Lenda contemporânea
É 1842, estamos no Lago Iseo, e Pietro Riva, um jovem carpinteiro naval, restaura a maioria dos barcos dos pescadores destruídos por uma tempestade repentina e devastadora, conquistando a estima da população local. Ele então decide abrir o seu próprio estaleiro aqui, em Sarnico, e constrói os primeiros barcos que imediatamente se destacam por sua classe e personalidade. A fama dos Riva cresce rapidamente, inclusive devido à capacidade empresarial de Ernesto Riva que, sucedendo seu pai Pietro, introduz motores de combustão interna nos barcos do estaleiro.

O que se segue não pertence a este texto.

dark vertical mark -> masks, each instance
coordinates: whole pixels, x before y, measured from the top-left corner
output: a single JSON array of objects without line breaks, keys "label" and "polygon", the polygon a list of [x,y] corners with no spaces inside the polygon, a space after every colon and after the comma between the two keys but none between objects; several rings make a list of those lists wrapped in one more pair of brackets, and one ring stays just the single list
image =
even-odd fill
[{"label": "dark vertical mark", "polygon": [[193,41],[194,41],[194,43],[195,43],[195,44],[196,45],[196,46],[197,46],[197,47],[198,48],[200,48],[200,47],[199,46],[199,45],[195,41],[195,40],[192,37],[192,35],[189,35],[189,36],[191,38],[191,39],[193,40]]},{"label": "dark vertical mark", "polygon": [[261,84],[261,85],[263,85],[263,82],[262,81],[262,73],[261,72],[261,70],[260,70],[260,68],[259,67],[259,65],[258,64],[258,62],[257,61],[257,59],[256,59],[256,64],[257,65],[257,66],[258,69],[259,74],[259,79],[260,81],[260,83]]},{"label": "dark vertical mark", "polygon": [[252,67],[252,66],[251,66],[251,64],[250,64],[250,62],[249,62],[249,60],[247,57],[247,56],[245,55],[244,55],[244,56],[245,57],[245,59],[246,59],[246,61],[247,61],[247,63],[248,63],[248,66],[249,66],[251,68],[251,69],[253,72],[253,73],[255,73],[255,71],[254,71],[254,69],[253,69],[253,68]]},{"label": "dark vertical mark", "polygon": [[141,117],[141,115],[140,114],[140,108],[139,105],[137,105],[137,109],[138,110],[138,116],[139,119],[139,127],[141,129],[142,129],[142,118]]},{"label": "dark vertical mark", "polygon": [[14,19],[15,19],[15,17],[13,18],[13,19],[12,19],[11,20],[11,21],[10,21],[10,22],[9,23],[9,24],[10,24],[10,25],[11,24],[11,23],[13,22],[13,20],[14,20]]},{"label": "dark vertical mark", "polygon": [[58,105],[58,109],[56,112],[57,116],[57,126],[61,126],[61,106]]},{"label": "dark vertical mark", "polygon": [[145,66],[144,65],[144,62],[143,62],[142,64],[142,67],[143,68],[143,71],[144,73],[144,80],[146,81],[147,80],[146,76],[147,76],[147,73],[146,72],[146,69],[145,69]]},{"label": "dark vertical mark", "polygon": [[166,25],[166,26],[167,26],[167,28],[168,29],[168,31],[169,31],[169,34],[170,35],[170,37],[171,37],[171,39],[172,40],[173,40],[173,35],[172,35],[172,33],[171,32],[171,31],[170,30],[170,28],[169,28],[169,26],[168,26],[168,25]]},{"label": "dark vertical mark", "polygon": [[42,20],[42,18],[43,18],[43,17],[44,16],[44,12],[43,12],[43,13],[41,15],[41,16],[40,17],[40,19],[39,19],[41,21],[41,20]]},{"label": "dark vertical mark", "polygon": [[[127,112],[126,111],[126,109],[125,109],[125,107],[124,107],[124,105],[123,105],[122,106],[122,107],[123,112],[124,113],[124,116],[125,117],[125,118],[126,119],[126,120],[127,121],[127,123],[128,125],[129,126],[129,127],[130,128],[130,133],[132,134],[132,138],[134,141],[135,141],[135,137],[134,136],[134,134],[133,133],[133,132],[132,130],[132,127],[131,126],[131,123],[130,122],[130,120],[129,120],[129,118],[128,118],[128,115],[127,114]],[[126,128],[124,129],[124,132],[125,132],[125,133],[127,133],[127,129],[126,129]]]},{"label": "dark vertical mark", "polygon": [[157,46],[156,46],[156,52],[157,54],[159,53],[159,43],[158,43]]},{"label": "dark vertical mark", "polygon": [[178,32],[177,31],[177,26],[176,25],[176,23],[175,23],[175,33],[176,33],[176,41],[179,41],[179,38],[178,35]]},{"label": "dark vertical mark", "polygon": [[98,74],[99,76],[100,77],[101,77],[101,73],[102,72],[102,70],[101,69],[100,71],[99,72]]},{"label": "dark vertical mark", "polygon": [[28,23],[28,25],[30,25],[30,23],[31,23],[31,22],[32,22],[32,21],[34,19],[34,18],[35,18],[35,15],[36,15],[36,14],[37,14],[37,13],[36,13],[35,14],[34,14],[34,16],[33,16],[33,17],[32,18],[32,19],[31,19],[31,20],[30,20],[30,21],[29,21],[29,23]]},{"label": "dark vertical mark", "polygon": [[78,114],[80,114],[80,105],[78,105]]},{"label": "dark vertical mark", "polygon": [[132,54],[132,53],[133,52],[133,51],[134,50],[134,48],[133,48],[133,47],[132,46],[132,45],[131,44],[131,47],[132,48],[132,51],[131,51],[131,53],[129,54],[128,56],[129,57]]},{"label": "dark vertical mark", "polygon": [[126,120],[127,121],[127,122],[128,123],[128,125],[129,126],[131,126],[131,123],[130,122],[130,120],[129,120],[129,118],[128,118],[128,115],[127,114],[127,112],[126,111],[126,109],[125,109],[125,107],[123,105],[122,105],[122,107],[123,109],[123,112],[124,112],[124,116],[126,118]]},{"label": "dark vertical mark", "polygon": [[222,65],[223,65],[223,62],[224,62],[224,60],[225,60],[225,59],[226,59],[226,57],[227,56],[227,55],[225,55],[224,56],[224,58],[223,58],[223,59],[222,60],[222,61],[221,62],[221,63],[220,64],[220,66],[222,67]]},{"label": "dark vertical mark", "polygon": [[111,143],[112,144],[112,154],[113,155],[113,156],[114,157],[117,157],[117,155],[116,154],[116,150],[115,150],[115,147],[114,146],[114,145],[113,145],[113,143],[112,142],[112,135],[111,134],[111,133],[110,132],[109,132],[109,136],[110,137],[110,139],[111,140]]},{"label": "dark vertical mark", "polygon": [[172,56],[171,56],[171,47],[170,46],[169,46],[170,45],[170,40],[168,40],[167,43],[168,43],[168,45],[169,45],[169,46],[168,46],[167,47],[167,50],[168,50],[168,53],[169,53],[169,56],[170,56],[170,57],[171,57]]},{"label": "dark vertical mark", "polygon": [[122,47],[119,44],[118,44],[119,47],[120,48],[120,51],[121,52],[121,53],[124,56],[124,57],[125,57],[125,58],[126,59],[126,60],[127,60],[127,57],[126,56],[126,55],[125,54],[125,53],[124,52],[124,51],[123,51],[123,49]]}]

Começa a era dos grandes barcos para o transporte de mercadorias e passageiros no lago. No final da Primeira Grande Guerra, Serafino Riva dá um impulso decisivo à fama da marca, remetendo-a à história: a produção passa do transporte para a motonáutica, um setor que naquela época dava os seus primeiros passos. Nas décadas de 1920 e 1930, a Riva lançou seus barcos a motor de corrida, a toda velocidade, nos mares e lagos, conquistando inúmeros recordes e vitórias em competições nacionais e internacionais. Contudo, foi nas décadas de 1950 e 1960 que Carlo Riva transformou a história em lenda, o design náutico em uma forma de arte e os barcos do estaleiro em objetos de desejo. Como acontece com todas as mentes geniais, Carlo Riva sempre enxergava o futuro antes dos outros, criando uma série de modelos de madeira com design marcante, que mudou para sempre a experiência de navegar e deu início à era moderna da náutica. Essencial para essa nova estética foi a colaboração com o designer e arquiteto Giorgio Barilani, que começou a trabalhar no estaleiro em 1956. O barco que se tornaria um mito, o mais bonito e elegante de todos os tempos, nasceu em 1962 e foi batizado de Aquarama. A partir daquele momento, o Aquarama e os modelos que vieram depois se tornaram 'icônicos' e 'glamurosos' antes mesmo que esses adjetivos fossem comuns. Em filmes e comerciais de TV, quando alguém navega, é sempre em um Riva, e isso permanece até hoje, inclusive em séries de TV, porque a beleza desses barcos, sejam eles clássicos ou contemporâneos, preenche a tela e cativa o olhar, levando estilo a cada cena.
Outra data importante a ser lembrada é 1969: o ano em que o estaleiro projetou e construiu seus primeiros barcos em fibra de vidro. Os dois primeiros modelos Riva em material compósito foram o Bahia Mar 20' day cruiser e o Sport Fisherman 25' cabin cruiser. Entre as décadas de 1970 e 1990, foram produzidos, entre outros, o St. Tropez e o Superamerica, o primeiro importante cruzeiro com cabine do estaleiro. Paralelamente ao sucesso dos barcos de fibra de vidro, a Riva continuou a produzir runabouts de madeira até 1996, ano em que foi construído o último Aquarama Special (número 784). Em setembro de 1969, Carlo Riva vendeu o estaleiro para a empresa americana Whittaker, permanecendo como presidente e diretor geral até sua renúncia em 1971. Em 1989, Gino Gervasoni – que havia se casado com a irmã de Carlo Riva – deixou o estaleiro após uma carreira de 41 anos. Assim se encerrou a presença da família Riva na empresa. Em 1991, a Riva apresentou no Salão Náutico de Gênova o Bahamas 58', o primeiro barco projetado por Mauro Micheli, o jovem designer que contribuiria decisivamente para o sucesso dos novos modelos da Riva.